Senator HAINES(5.42) —The Companies Amendment Bill 1985 and the Companies (Fees) Amendment Bill 1985 enact provisions approved by the Standing Committee of Attorneys-General. The provisions under the Companies Amendment Bill relate to company returns, and the provisions under the Companies (Fees) Amendment Bill allow the collection of moneys under the new scheme of company legislation. Before making any comments on these Bills, I will pick up a point made by Senator Hill at the close of his address. I agree with him that certainty under the law is important in a complex area such as company law. I am sure he did not say that merely because he is a lawyer who is no doubt experienced in this field, and I certainly do not say it from that point of view. However good the theory is, I do not believe that we can exist in a situation which is basically ad hoc, where the rules are not defined or established at law and where companies themselves are uncertain as to how they can and cannot operate.

These Bills are essentially unexceptionable and the Australian Democrats, like the Opposition, will be supporting them. Basically, this legislative package corrects existing problems, and the passage of these Bills will mean that from today onwards the legislation will operate in the best interests of the companies concerned. This is particularly true of those companies which are already overburdened by paper work and regulations, as Senator Hill has already pointed out. I dare say that these companies will be grateful for the small mercies that are contained in these two Bills-in particular the fact that the Government has not proceeded with plans to add yet more paper work to an already overburdened system by applying the new form of company return to exempt proprietary companies. Certainly most companies in Australia would define themselves as being overregulated and they will all welcome changes to the legislation that require less paper work and less cost to them as a consequence. Furthermore, the Government has changed its tune with regard to the time within which annual returns must be filed.
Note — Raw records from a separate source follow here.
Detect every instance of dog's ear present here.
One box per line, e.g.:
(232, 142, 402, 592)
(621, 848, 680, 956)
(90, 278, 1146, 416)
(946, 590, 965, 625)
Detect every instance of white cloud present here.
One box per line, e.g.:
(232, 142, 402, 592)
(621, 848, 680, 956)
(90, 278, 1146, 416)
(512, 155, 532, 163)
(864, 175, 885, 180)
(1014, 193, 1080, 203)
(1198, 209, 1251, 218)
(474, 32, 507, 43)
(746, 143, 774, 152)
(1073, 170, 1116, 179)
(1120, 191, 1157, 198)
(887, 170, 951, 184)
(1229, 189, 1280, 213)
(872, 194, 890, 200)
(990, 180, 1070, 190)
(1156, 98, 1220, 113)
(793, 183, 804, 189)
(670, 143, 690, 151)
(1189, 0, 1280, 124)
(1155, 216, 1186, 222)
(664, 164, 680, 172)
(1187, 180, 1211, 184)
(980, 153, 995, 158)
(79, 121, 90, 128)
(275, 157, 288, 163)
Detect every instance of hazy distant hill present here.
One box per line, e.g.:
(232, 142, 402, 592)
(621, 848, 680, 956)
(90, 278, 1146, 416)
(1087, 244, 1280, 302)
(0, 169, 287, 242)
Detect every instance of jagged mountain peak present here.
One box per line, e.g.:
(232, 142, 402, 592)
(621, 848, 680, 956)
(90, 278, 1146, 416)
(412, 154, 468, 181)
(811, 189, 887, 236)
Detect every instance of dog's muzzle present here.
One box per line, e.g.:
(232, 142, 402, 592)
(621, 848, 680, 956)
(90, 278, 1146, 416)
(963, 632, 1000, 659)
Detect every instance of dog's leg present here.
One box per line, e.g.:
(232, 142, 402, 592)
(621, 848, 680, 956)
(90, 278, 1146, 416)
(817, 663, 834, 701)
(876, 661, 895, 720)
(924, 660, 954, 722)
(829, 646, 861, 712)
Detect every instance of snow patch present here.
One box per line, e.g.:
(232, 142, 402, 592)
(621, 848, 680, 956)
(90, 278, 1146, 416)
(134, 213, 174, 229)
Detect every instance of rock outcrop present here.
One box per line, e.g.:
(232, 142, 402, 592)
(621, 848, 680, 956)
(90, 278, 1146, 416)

This, too, will place a less heavy burden on the companies concerned.

The Australian Democrats have always argued that smaller businesses and companies need to be hassled as little as possible by governments, State and Federal. As Senator Hill pointed out, these Bills go some way towards that end. In certain areas the Government could well look at undertaking deregulation more often than it does and, because these Bills go some little way towards ensuring that, we will support them.